The Democrats seem to be caught on flypaper and unable to get out of an infinite loop of debate over whether they should focus on the needs and desires of their progressive base or the needs and desires of the more working class voters they lost in 2016 and which cost them election. You can see them flailing away anywhere you look, on Twitter or Facebook or on cable television and in newspaper columns. Cathleen Decker captures it nicely in her article for the Los Angeles Times:
Democrats essentially remain in the box where Hillary Clinton spent the general election: able to unify Trump opponents, but unable to craft a message for those not motivated by distaste for him.
“The Democrats are closer to where the electorate is headed, but have shown a tin ear and an inability to understand the groups that formed the backbone of the Democratic Party for decades,” said veteran Democratic pollster Peter D. Hart.
The deepest Democratic schisms involve whether to focus on liberal social issues or the economic struggles of blue-collar and middle-class Americans. During the presidential campaign, many voters saw the party as more intent on social issues, an image disputed by Democrats but pushed by Republicans.
“The Democratic Party, especially the presidential campaign, lost its core economic message last year; Trump sort of outmaneuvered us among Democrats and independents,” said Ohio Democratic Party Chairman David Pepper, who has spent the last few months in what he calls “kitchen conversations” with voters.
Supporting the civil rights of Democratic voter groups is admirable, he said, “but we can’t let them bait us into getting away from our core message — and I think that does happen.”
The first hint that this is all stinking thinking is that it is basically irresolvable on its own terms. It’s like choosing to squeeze the left or right side of a balloon and thinking it will make any material difference to the outcome. What the Democrats need is a fully inflated balloon, not one that is collapsed on one side.
What is needed is not an answer or a resolution to this question but a paradigm shift that transcends the debate.
But before we even get that far, one thing should be kept in mind. Since this is largely a disagreement about emphasis, it’s important that it will be a long time before the Democrats have a single standard bearer again. The leaders the party has now, whether we’re talking about DNC Chair Tom Perez or congressional minority leaders Nancy Pelosi and Chuck Schumer, aren’t really that critical or even influential in setting a national message. Even if they came up with some great talking points and a bunch of brilliant policy proposals, their influence on local, state and even federal elections would be limited. There’s a fight to be had about how resources are divvied up, I suppose, but most of us will have zero influence over that, either. So, a lot of this fighting is really premature and very unproductive.
For the time being, the focus should be on what wins elections in the districts where elections are being held. And that’s going to vary depending on whether it’s a district where Clinton did well or one in which she got her clock cleaned. There are places where a Republican won’t want to talk about Trump’s border wall or his ideas on trade, and there are areas where the Democrat won’t want to talk about transgender bathrooms and whether black football players stand for the national anthem. That doesn’t seem like a crisis for either party unless people are intent on making it a crisis.

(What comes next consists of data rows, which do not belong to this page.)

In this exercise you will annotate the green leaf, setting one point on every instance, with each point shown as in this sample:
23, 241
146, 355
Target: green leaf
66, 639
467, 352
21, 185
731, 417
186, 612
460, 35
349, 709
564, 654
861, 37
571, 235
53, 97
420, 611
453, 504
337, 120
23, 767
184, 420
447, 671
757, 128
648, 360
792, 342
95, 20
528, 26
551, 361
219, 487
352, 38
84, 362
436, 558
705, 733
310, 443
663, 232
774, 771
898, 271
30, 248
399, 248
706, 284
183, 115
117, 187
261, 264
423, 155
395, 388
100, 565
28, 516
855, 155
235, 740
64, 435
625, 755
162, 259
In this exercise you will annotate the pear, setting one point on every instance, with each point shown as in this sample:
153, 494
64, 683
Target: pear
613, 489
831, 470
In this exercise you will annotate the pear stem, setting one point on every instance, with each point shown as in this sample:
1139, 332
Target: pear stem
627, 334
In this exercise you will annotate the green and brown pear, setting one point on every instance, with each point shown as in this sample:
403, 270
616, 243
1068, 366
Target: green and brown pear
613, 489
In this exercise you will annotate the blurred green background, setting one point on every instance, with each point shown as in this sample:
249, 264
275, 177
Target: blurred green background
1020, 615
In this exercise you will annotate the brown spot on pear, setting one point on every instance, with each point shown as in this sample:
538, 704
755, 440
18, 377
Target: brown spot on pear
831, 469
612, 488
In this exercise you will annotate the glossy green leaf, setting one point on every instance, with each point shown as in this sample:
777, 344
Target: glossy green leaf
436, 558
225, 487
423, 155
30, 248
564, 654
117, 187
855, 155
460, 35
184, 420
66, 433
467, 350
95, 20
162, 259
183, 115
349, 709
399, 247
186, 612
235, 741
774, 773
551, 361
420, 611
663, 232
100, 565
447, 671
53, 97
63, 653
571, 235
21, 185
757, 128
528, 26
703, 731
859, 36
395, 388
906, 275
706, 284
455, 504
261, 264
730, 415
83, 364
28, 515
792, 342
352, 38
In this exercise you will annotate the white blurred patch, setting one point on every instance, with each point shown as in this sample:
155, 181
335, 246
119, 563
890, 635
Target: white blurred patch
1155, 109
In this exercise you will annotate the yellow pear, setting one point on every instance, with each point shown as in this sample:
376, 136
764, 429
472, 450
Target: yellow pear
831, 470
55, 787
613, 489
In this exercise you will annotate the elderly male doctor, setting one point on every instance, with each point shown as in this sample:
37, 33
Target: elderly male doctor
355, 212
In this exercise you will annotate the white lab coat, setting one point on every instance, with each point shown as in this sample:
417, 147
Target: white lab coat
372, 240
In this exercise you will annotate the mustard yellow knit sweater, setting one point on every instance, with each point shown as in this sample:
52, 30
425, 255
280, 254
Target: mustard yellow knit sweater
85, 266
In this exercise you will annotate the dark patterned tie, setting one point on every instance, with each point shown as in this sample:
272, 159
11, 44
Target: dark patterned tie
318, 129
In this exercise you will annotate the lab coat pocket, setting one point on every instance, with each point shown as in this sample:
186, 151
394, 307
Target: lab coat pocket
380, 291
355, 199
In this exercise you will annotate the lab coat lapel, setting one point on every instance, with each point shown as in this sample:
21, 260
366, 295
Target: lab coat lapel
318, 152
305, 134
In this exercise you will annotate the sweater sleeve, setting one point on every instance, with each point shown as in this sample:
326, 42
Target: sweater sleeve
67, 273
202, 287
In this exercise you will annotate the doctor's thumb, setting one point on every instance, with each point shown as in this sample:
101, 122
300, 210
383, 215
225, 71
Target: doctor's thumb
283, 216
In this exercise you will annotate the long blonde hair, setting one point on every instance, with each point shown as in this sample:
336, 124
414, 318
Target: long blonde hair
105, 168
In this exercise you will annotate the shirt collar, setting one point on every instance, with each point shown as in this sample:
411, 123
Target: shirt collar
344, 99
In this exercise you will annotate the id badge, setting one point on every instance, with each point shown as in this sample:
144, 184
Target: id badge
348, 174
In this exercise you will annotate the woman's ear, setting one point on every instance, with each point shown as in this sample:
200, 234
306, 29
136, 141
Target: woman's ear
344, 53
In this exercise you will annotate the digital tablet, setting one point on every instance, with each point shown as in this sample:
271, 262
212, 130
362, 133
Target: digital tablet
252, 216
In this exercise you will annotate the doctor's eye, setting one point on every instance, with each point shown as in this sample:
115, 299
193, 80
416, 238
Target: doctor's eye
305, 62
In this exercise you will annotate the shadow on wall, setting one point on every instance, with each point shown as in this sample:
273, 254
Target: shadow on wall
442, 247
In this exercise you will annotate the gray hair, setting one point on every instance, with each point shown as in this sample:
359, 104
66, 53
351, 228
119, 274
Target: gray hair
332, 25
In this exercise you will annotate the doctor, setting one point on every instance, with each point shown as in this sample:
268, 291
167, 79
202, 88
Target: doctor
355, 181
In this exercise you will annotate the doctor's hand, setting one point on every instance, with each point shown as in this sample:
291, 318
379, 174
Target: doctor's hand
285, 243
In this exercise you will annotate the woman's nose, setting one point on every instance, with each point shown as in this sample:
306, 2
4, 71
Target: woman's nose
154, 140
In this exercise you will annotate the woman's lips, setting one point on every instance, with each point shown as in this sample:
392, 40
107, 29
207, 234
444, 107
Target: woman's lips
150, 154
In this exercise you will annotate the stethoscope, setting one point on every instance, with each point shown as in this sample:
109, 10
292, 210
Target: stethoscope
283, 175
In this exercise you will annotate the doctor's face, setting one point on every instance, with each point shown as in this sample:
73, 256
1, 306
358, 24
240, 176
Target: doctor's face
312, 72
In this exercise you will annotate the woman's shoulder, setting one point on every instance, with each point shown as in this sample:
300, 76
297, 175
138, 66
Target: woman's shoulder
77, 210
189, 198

In the end, though, the Democrats can’t succeed by choosing to double-down on what proved to be a losing strategy, but nor can they solve their problems by changing their national message to one that is designed to win over areas that they’ll never win. This is especially true if it turns off or sells-out their base.
I think it’s much more true to say that social issues failed to win the election for Clinton than that they cost her the election. The upside to that is that shifting on social issues won’t be the key to success, so it’s unnecessary. And, while I’m not entirely dismissive of Ohio Democratic Party Chairman David Pepper’s idea that the Dems were “baited” into getting away from their core messages, I think the real problem was that they didn’t have the right answers.
In other words, they had an economic message but the problem wasn’t so much that they underplayed it as that it had limited to negative appeal. What they need is an economic message that actually meets people where they’re at, not where we think they should be at. But, of course, I tried to cover this in my last piece.